Memorial Day (formerly known as “Decoration Day”) was established in 1868 by Union General John A. Logan, who served for a brief time as the commander of the Federal Army of the Tennessee in 1864. It was a time to remember, praise, and memorialise the fallen boys in blue all across the States. Today (like most holidays), it has mushroomed into a secular consumer frenzy of food and indulgence.

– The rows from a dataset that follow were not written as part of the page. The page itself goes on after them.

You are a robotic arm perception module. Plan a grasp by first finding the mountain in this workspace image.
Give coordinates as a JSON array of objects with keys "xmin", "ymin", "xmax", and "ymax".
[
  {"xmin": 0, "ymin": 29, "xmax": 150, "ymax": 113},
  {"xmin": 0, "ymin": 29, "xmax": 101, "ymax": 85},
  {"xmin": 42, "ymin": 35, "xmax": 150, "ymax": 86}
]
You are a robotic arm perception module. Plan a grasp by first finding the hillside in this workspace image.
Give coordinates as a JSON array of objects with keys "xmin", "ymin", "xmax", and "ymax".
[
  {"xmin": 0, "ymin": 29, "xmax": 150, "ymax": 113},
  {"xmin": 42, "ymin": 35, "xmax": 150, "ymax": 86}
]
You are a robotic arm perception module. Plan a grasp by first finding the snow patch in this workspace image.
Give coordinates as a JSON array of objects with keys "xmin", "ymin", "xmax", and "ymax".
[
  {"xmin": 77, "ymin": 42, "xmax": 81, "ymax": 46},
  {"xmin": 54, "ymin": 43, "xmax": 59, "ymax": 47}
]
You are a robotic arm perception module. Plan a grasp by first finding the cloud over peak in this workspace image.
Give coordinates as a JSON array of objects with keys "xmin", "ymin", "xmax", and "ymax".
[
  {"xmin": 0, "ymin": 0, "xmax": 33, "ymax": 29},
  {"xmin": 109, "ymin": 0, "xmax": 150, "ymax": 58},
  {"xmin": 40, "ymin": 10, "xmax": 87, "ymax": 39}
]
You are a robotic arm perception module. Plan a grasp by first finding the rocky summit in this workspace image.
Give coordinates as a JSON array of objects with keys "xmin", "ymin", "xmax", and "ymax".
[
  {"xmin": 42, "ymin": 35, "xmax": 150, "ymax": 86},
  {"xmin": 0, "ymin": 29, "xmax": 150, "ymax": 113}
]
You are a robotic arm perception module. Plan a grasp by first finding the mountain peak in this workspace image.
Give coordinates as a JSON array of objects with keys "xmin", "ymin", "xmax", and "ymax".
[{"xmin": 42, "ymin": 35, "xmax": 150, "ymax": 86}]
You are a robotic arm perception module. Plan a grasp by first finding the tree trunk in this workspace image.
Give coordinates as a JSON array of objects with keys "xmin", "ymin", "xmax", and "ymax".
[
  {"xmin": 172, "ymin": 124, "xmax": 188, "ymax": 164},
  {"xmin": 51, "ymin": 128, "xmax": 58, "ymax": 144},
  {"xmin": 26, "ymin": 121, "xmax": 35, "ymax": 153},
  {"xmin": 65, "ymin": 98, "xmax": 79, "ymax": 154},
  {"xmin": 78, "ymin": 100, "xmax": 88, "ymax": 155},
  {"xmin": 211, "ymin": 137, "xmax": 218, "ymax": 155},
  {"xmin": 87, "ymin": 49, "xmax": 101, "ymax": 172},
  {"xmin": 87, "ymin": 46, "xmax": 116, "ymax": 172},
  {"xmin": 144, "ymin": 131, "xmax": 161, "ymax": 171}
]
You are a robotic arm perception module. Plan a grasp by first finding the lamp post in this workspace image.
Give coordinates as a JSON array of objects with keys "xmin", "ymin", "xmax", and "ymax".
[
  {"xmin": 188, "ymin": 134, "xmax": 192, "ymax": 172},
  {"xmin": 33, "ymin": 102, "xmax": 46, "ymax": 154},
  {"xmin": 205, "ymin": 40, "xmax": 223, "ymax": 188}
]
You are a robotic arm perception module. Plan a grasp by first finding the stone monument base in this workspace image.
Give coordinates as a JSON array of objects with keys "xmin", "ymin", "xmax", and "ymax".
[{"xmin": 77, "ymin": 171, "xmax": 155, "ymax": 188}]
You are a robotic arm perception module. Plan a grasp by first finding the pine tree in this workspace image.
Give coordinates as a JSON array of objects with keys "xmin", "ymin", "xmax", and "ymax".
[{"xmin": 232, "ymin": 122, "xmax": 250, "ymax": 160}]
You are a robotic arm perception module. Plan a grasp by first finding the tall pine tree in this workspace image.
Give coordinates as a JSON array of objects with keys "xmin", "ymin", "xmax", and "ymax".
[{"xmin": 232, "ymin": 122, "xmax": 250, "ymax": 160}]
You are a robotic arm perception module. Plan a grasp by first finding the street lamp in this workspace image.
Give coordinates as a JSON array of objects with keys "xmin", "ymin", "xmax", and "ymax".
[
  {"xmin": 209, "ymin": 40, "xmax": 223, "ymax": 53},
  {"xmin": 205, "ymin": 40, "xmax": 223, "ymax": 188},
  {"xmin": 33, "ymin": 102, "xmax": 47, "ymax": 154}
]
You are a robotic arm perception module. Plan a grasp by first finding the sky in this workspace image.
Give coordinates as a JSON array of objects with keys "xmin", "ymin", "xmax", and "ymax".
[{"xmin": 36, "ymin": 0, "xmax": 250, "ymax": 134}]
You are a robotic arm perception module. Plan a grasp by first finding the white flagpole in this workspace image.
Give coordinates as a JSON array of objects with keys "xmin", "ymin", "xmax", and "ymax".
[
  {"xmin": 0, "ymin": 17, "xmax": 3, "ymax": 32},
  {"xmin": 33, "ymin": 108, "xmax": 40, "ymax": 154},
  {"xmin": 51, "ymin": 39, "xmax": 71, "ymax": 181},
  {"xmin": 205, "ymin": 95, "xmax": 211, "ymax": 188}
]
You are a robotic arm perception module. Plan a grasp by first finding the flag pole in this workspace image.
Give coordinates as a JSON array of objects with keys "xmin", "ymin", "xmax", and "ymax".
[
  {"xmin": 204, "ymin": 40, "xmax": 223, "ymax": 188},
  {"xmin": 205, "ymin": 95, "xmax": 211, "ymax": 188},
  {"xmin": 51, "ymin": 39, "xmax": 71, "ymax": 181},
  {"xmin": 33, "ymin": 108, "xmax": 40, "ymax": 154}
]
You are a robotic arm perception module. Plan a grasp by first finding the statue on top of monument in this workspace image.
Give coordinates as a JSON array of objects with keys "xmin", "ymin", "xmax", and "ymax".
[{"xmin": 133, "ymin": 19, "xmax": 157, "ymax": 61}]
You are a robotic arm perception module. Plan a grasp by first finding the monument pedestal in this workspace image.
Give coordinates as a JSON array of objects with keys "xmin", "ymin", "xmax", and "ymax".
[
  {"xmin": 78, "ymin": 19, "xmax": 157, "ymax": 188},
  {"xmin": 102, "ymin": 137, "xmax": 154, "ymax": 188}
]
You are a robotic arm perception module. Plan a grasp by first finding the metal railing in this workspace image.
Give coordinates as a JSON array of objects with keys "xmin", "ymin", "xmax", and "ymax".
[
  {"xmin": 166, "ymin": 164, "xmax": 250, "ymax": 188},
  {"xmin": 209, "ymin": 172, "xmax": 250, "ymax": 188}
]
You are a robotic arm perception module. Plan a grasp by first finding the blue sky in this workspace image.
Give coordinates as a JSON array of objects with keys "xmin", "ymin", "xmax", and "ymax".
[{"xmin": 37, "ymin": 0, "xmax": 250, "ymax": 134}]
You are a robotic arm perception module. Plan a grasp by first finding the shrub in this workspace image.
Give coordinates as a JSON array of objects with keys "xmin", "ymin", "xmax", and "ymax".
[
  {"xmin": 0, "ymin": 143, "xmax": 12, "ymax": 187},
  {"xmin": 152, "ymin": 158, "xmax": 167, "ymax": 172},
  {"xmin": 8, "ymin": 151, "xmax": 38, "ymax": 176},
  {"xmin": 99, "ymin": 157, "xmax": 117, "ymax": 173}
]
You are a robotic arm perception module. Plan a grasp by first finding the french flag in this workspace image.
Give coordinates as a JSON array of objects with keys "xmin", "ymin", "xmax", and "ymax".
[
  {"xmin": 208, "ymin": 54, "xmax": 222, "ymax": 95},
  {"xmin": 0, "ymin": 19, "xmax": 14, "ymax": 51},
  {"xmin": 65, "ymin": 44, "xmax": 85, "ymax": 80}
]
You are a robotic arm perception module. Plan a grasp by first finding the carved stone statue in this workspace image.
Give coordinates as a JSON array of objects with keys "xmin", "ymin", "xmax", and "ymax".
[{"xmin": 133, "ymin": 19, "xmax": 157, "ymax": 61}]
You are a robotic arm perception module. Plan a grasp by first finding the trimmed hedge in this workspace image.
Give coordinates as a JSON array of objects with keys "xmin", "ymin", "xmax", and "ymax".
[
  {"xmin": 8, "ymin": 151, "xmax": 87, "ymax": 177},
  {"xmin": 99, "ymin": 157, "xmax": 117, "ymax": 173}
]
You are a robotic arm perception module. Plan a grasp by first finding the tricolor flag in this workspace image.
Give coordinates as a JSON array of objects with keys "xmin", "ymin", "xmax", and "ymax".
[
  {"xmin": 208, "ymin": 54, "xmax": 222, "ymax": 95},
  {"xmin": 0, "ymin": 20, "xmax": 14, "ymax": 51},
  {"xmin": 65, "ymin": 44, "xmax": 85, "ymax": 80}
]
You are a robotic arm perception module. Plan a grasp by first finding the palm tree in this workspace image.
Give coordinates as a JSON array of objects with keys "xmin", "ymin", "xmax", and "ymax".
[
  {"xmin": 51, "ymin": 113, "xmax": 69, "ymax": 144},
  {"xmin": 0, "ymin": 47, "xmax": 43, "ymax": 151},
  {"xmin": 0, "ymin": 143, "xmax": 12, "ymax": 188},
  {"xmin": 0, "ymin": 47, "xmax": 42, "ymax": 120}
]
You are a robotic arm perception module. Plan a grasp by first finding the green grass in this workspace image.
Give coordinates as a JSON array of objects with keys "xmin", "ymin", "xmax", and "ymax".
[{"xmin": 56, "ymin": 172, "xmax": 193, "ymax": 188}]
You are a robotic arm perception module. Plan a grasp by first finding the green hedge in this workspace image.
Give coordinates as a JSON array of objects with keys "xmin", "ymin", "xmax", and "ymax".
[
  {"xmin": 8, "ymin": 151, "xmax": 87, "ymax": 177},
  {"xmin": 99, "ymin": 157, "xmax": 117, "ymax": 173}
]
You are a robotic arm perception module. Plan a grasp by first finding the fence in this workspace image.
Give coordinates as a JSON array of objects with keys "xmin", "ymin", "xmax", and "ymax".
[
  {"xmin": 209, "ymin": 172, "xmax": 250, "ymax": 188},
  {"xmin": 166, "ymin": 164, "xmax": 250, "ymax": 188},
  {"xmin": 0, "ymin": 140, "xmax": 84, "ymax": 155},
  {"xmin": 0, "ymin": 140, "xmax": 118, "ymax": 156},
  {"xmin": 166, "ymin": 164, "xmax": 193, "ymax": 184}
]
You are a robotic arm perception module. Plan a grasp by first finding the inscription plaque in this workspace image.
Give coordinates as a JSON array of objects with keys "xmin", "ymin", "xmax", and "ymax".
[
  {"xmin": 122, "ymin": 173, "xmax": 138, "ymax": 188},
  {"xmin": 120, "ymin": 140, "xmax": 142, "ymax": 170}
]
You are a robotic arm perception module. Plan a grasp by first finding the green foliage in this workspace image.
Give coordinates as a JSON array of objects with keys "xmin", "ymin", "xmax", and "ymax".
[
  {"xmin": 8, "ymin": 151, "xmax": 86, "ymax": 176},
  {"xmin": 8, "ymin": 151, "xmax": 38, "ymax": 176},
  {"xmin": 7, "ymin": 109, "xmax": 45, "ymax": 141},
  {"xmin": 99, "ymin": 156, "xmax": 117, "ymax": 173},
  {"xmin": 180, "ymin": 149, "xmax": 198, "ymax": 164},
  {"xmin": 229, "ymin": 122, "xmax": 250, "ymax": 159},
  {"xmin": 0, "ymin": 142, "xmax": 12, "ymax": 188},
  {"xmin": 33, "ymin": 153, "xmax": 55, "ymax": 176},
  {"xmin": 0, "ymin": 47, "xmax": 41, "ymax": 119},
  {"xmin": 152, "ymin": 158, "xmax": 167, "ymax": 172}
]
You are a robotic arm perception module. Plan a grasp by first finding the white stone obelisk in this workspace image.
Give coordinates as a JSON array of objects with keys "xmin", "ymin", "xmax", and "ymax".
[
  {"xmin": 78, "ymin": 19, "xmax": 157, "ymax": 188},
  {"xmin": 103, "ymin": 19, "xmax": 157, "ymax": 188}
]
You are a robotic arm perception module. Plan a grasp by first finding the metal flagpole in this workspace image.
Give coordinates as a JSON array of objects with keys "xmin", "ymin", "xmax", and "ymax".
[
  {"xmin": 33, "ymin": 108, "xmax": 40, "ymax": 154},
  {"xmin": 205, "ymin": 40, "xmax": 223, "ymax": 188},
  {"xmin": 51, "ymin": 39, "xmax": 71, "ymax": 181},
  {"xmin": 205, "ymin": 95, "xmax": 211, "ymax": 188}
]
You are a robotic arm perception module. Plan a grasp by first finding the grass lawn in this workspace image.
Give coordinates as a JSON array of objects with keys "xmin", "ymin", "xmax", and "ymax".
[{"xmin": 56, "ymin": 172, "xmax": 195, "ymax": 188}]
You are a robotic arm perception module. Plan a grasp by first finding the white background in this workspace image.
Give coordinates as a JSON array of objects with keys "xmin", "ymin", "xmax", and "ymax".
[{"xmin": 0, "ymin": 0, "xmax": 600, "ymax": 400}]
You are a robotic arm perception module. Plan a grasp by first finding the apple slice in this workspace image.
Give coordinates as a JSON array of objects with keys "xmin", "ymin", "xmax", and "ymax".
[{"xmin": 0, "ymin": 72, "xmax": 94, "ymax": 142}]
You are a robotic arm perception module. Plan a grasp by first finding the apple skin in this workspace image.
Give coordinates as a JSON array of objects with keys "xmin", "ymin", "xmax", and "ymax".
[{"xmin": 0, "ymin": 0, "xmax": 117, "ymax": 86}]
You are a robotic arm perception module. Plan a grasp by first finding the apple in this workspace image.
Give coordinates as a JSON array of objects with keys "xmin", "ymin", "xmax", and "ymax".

Was this now-common holiday one of Northern origin, or did General Logan rather steal the idea from others? The answer is that, like most “American” articles, the day was of Southern stock. Historians the Union over recognise Dixie as being the true place of origin for Decoration Day. The top contender for the title of founder is Columbus, Mississippi, but another Columbus has recently contested this:
That’s the thesis of a 2014 book “The Genesis of the Memorial Day Holiday in America” by Daniel A. Bellware and Richard Gardiner. They trace it back to a woman named Mary Anne Williams in another city named Columbus — Columbus, Ga. In March of 1866, she sent an open letter to newspapers, saying that women in her area had been cleaning and decorating the graves of “our gallant confederate dead,” but that they thought “it is an unfinished work unless a day be set apart annually for its especial attention.”
Memorial Day arose out of Northern ire that the South celebrated its war-dead while the North did not. Let us remember these origins, and celebrate above all our own kin who have died in such terrible struggles.